NWO - New Worlds Observer
The Navigation and Mission Design Branch provided mission design and operations planning support to the proposal mission New Worlds Observer (NWO), an exo-planet and general astrophysics mission flying in the vicinity of the Sun-Earth L2 libration point. The two-spacecraft mission consists of a 4-m telescope in a traditional L2 libration point orbit, and a 50-m diameter Starshade spacecraft which flies in formation with the Telescope, at ~80,000 km distance. The Starshade spacecraft will fly between the NWO telescope and the target star when exo-planet observations are being made; it blocks the light from the star in such a way that the telescope can search for planets orbiting the star. The Starshade is the workhorse of the two, changing its orbit approximately every two weeks to get into position for the next exo-planet star target; this is accomplished using a low thrust solar electric propulsion system with approximately 10 km/sec of delta-v capability. The NWO telescope will be performing other astrophysics observations, during this period, only pointing towards the target star when the Starshade is in position. At this time, the Starshade uses a bipropellant propulsion system to maintain its position along this line of sight between the star and telescope to within +/-1 m, maneuvering every 20 minutes during the entire exo-planet observation period.
The NWO mission presents many interesting challenges in the flight dynamics area. During the past year, NMDB has supported two GSFC Integrated Design Center studies, one for the instrument and one for the mission itself.

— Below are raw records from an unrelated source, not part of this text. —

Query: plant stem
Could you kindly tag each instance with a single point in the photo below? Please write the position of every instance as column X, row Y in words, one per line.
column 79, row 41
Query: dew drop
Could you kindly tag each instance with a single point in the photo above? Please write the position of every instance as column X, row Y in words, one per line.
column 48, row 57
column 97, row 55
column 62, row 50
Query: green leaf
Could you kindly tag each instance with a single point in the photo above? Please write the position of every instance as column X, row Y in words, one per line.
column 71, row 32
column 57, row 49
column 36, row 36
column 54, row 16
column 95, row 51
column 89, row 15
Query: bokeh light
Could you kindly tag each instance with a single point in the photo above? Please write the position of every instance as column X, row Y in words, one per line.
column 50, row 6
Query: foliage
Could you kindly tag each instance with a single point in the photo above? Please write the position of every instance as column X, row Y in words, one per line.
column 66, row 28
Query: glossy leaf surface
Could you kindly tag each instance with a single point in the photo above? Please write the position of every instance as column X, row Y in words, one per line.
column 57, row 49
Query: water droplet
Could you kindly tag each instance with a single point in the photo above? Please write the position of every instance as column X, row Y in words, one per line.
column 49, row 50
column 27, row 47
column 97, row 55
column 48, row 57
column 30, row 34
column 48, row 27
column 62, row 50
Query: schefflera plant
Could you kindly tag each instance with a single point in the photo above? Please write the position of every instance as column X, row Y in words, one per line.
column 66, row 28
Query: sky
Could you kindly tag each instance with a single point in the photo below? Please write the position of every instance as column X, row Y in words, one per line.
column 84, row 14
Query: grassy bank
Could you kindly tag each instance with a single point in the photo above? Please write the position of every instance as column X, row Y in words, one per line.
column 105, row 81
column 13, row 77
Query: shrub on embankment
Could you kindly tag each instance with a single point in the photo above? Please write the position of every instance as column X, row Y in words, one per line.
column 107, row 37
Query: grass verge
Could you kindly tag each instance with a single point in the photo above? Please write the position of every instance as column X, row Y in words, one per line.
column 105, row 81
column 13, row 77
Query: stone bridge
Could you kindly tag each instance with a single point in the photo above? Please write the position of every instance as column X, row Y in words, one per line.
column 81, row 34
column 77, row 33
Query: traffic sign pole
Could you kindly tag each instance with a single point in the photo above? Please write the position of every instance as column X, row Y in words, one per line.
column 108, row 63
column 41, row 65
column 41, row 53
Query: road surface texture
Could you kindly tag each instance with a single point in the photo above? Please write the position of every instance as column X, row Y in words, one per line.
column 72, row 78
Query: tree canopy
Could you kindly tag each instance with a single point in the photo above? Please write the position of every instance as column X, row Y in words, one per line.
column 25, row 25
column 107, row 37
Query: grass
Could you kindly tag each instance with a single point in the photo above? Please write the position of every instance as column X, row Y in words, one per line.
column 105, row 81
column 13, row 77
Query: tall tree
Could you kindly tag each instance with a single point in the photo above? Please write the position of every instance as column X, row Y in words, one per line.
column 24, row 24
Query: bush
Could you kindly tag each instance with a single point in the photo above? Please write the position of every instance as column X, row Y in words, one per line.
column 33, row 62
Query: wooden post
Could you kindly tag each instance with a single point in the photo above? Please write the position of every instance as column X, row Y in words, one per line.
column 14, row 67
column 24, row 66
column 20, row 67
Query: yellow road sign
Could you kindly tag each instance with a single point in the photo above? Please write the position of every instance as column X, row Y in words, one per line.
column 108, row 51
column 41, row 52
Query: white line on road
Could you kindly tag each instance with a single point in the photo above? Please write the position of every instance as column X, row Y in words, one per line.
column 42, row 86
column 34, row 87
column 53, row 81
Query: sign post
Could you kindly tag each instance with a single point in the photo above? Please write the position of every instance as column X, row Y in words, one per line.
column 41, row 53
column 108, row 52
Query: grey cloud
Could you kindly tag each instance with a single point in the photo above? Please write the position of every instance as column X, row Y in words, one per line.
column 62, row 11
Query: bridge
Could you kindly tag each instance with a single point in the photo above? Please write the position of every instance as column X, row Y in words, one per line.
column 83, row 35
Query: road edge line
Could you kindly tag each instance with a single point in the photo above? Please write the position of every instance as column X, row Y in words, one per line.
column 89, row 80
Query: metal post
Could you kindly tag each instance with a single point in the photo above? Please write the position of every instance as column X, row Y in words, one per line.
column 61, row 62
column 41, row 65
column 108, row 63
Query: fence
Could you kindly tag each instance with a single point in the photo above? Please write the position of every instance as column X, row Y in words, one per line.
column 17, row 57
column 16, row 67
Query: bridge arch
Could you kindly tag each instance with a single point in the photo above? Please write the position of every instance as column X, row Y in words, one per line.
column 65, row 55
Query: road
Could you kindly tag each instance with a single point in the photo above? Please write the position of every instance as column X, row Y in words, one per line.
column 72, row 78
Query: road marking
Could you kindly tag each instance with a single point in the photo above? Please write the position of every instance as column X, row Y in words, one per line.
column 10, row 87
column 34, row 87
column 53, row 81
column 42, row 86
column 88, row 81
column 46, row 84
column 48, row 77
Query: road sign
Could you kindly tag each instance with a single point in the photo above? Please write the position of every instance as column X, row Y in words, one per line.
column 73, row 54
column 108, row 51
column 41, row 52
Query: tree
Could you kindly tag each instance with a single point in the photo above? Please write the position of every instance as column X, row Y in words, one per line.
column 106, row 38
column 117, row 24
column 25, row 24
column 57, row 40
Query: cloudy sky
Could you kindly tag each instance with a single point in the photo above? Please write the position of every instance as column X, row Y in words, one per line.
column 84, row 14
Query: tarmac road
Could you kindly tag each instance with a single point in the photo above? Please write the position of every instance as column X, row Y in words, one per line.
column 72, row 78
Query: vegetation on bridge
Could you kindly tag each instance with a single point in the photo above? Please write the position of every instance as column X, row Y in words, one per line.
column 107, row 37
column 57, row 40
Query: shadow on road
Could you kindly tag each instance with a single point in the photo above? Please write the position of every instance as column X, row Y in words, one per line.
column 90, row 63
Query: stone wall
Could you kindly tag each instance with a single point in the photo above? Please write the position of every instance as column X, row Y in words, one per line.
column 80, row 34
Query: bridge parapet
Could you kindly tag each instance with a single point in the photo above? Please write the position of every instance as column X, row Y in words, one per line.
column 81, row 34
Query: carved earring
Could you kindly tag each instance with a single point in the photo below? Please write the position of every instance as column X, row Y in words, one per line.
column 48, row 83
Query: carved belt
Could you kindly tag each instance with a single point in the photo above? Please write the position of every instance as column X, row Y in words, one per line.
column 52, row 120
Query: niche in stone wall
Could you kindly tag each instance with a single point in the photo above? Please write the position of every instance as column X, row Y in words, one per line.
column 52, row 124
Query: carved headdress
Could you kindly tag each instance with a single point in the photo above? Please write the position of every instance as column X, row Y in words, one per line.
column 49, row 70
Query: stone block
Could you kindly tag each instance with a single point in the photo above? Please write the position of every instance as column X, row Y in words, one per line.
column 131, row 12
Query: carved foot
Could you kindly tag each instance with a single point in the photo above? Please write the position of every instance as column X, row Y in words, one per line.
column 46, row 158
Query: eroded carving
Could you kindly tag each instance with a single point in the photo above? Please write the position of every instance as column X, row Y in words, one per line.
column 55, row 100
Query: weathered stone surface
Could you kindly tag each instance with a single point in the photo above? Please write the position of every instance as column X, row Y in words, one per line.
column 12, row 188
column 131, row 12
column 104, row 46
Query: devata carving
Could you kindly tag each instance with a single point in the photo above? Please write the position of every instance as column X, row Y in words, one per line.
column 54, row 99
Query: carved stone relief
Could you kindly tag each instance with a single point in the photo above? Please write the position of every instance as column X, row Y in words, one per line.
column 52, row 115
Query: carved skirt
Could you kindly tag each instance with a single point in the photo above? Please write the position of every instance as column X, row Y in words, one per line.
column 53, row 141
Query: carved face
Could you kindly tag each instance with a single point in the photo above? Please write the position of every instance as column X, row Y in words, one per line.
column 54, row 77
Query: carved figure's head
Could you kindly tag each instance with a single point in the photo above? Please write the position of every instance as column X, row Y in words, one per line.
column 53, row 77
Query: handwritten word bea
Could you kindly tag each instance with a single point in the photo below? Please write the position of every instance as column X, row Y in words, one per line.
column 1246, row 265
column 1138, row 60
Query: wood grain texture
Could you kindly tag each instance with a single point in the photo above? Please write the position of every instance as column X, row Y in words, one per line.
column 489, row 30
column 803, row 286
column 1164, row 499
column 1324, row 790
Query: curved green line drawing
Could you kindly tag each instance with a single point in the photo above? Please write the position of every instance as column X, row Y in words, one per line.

Some of the issues supported for NWO include the redesign of the reference Telescope L2 trajectory, which was nearly coplanar with the ecliptic plane and thus experienced many shadow periods; determining the feasibility of the Starshade Spacecraft trajectory with respect to the two propulsion systems; orbit determination and navigation feasibility, in particular for the constantly maneuvering Starshade; momentum unloading frequency and magnitude for both spacecraft due to non-trivial solar radiation pressure perturbations on these two large-area spacecraft; and mission operations concepts for launch through the 5-year lifetime for the Starshade and the 10-year goal for the Telescope.
Branch members Dave Folta and Karen Richon provided NWO with trajectory analysis, with an initial feasibility analysis of the formation flying concept, which included a high-fidelity example of the Starshade trajectory demonstrating a targeting method for the low thrust retargeting maneuvers. Analysis is being performed by the NMDB to redesign the reference orbit and to refine the Starshade trajectory to demonstrate the feasibility of meeting the science requirements with the current concept in preparation for the Non-Advocacy Review in November 2008 and the submission to the National Science Foundation Decadal review next year.